N° RG 24/02305 - N° Portalis DBVI-V-B7I-QKVI

EV/IA

Décision déférée du 13 Juin 2024 - Juge des contentieux de la protection de CASTRES (11-24-5)

J.MIALHE

[C] [I] épouse [J]

C/

EDF SERVICE CLIENT

MSA MIDI PYRENEES NORD

[8]

INFIRMATION

REPUBLIQUE FRANCAISE

AU NOM DU PEUPLE FRANCAIS

***

COUR D'APPEL DE TOULOUSE

3ème chambre

***

ARRÊT DU SIX MARS DEUX MILLE VINGT CINQ

***

APPELANTE

Madame [C] [I] épouse [J]

[Adresse 5]

[Adresse 11]

[Localité 6]

comparante en personne, assistée de Me Elise DEMOURANT, avocat au barreau de TOULOUSE

INTIMÉS

EDF SERVICE CLIENT

CHEZ [10]

[Adresse 3]

[Localité 4]

non comparante

MSA MIDI PYRENEES NORD

[Adresse 2]

[Localité 7]

non comparante

[8]

[Adresse 1]

[Localité 7]

représentée par Me Hélène ARNAUD LAUR, avocat au barreau de CASTRES

COMPOSITION DE LA COUR

En application des dispositions de l'article 945.1 du Code de procédure civile, l'affaire a été débattue le 09 Janvier 2025, en audience publique, devant Madame E. VET, conseiller faisant fonction de président de chambre, chargé d'instruire l'affaire, les parties ne s'y étant pas opposées. Ce magistrat a rendu compte des plaidoiries dans le délibéré de la Cour composée de :

E. VET, conseiller faisant fonction de président de chambre

A.M. ROBERT, conseiller

P. BALISTA, conseiller

Greffier, lors des débats : I. ANGER

ARRET :

- CONTRADICTOIRE

- prononcé publiquement par mise à disposition au greffe de la Cour, après avis aux parties

- signé par E. VET, président, et par I. ANGER, greffier de chambre.

FAITS ET PROCÉDURE

Mme [C] [I] épouse [J] a saisi la commission de surendettement des particuliers du Tarn d'une déclaration de surendettement déclarée recevable le 23 février 2023.
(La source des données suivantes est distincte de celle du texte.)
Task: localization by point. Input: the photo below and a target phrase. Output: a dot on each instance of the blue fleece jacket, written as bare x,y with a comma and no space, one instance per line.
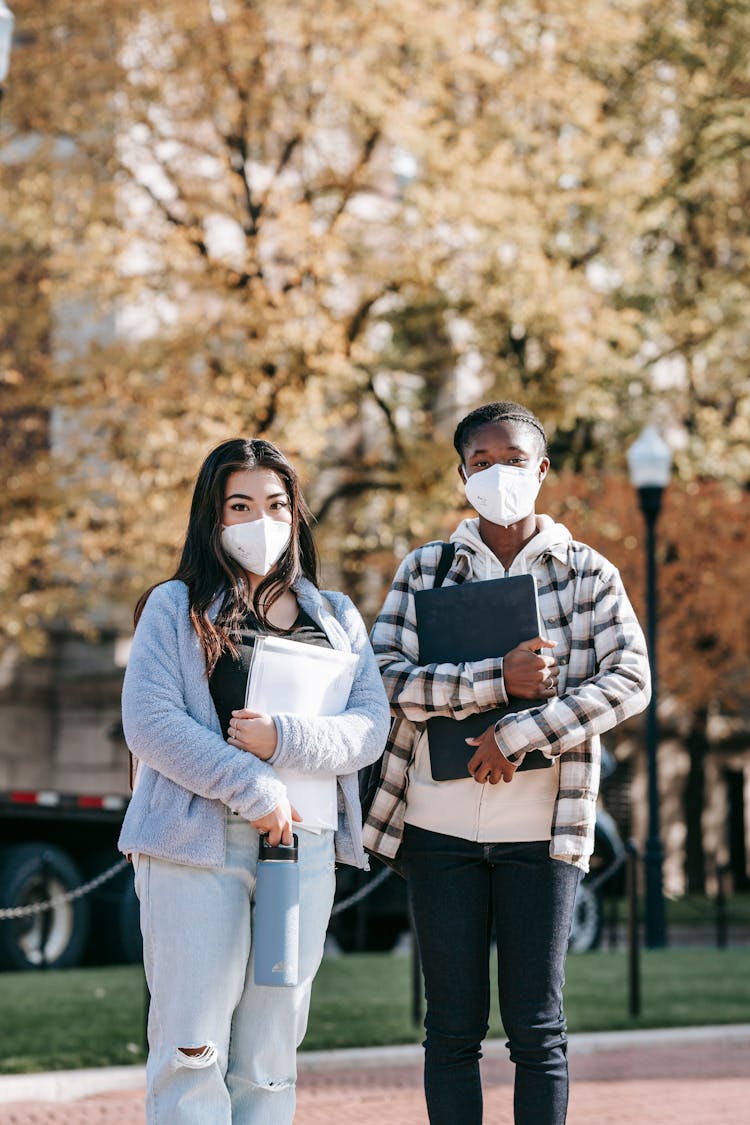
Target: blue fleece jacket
189,775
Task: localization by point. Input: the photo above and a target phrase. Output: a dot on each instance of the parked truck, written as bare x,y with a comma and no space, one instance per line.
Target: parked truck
60,848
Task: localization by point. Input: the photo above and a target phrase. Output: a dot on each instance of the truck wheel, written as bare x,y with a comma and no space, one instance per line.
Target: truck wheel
54,938
586,932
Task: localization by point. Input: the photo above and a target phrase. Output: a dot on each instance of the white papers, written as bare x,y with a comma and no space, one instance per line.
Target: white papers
288,676
297,678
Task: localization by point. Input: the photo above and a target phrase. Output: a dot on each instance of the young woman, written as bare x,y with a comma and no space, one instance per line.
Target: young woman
504,843
222,1049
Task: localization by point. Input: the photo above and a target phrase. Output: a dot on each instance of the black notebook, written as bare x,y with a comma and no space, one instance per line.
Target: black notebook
473,621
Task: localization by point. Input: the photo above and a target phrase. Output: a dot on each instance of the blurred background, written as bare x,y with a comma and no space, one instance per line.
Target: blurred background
341,225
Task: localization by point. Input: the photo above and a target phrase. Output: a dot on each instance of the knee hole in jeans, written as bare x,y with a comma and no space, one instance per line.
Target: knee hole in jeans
196,1058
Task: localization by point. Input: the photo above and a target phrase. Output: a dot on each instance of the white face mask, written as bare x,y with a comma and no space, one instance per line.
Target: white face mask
503,493
258,545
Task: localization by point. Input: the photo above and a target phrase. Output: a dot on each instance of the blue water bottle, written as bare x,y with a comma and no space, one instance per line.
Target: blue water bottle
276,938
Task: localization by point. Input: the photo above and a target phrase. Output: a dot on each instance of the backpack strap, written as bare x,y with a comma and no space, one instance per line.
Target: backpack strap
444,565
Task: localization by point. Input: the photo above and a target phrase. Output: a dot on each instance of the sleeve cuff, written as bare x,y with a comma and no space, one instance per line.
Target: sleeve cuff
488,684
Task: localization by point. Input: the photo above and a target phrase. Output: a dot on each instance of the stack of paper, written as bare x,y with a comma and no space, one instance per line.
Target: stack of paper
290,677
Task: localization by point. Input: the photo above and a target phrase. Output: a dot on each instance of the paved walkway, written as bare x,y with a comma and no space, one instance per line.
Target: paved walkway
683,1077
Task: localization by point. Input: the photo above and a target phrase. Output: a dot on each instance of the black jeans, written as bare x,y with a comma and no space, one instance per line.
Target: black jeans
457,888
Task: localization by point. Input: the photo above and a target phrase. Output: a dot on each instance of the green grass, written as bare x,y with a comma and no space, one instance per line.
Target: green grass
93,1017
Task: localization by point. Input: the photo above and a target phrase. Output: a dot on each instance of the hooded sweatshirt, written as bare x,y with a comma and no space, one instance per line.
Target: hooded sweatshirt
514,812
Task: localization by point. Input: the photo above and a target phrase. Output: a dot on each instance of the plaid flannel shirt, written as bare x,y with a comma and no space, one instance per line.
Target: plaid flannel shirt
604,678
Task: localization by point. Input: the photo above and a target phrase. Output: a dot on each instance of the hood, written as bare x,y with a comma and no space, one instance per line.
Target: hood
551,538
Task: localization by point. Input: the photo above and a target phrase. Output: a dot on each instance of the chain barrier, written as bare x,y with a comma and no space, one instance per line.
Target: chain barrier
362,893
56,900
36,908
595,881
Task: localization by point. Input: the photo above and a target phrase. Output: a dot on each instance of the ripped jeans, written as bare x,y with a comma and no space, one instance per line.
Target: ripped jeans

Le 26 octobre 2023, la commission de surendettement des particuliers a préconisé la suspension d'exigibilité des créances pour une durée de 24 mois au taux de 0 % afin de permettre à la débitrice de vendre des terrains.

Mme [J] a contesté les mesures.

Par jugement du 13 juin 2024, le juge chargé des contentieux de la protection du tribunal judiciaire de Castres a :

- rééchelonné les dettes de Mme [J] sur 24 mois sans intérêt,

- subordonné le plan à la vente amiable des biens immobiliers dont Mme [J] est propriétaire au prix du marché,

- laissé les dépens à la charge du Trésor Public.

Par lettre recommandée avec accusé de réception reçue le 4 juillet 2024, Mme [J] a interjeté appel de cette décision notifiée le 19 juin 2024.

L'affaire a été appelée à l'audience du 9 janvier 2025.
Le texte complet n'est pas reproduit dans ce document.